Si tuviera que elegir un culpable diría que fue aquella taza tan bonita que me regalaron. Decía: “Hoy es un buen día para ser feliz”. Soy tomadora compulsiva de café y, por lo tanto, la taza viajaba conmigo alrededor de la casa. Del comedor a la biblioteca, de la biblioteca al balcón y del balcón al nochero. Sin darme cuenta, la presión por ser feliz me empezó a perseguir por todas partes. No le presté atención hasta que me pasó algo horrible y estaba llorando y la maldita taza insistía: “Hoy es un buen día para ser feliz”. Y pues no. No todos los días son buenos para ser felices. Hay días miserables, días insípidos, días dolorosos, días que quisiéramos borrar del calendario, días que no mencionamos en Instagram para no desentonar con esa gente perfecta y alegre que pone allí sus fotos. Gente que hoy en día me pregunto si, de verdad, existe. Me declaro esencialmente feliz, pero creo que parte de mi felicidad reside en dejar espacio de vez en cuando para lo contrario. Es algo así como cuando el sueño me recuerda que mi estado natural es la vigilia. Aunque me cuento entre los usuarios de dicha red social, últimamente me he esforzado para que en mi perfil de @sarimillo haya espacio para otros sentimientos menos aspiracionales y más reales. El resultado ha sido apabullante: mucha gente con fotos bonitas me escribió contándome que no se sentían tan bien como aparentaban. Bienvenidos a la vida real.

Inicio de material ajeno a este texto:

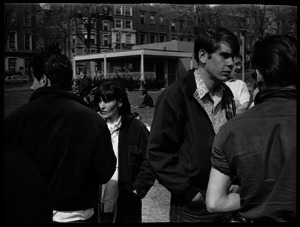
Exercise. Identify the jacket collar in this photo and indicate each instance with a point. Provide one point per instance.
(190, 83)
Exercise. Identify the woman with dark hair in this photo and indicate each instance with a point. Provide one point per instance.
(121, 196)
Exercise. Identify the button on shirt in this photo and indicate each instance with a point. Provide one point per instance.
(210, 102)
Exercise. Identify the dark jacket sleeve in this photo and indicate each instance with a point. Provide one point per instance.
(167, 143)
(145, 178)
(104, 155)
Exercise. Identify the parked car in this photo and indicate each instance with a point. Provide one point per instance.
(15, 79)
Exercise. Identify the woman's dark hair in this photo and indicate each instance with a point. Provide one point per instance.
(211, 39)
(56, 67)
(109, 91)
(275, 57)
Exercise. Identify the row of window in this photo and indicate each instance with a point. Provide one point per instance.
(153, 38)
(12, 41)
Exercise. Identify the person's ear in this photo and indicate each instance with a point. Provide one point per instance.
(203, 55)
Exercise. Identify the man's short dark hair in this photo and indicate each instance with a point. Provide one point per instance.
(211, 39)
(275, 57)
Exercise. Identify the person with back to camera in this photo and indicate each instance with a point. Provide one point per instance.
(133, 178)
(187, 116)
(259, 146)
(68, 143)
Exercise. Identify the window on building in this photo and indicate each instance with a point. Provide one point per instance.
(105, 40)
(128, 38)
(152, 38)
(161, 20)
(142, 18)
(128, 24)
(173, 26)
(12, 40)
(27, 41)
(180, 26)
(188, 27)
(12, 64)
(13, 18)
(118, 10)
(128, 10)
(143, 38)
(27, 18)
(105, 25)
(173, 37)
(152, 18)
(118, 37)
(162, 38)
(118, 23)
(92, 38)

No sé a qué horas pasó ni en qué momento ni por qué todos caímos rendidos ante el mercado de la felicidad. Redes sociales, libros de autoayuda, coaches, retiros que prometen iluminación instantánea. Nos convencieron de que éramos infelices para vendernos la solución; a consecuencia de ello, el negocio de la felicidad mueve 3,7 billones de dólares al año en el mundo, según un informe del Instituto de Bienestar Global de Estados Unidos. Nos comimos el cuento de que la búsqueda de la felicidad es una responsabilidad individual y ahora resulta que los infelices son infelices porque no han buscado lo suficiente, no tienen un buen coach o, simplemente, porque quieren.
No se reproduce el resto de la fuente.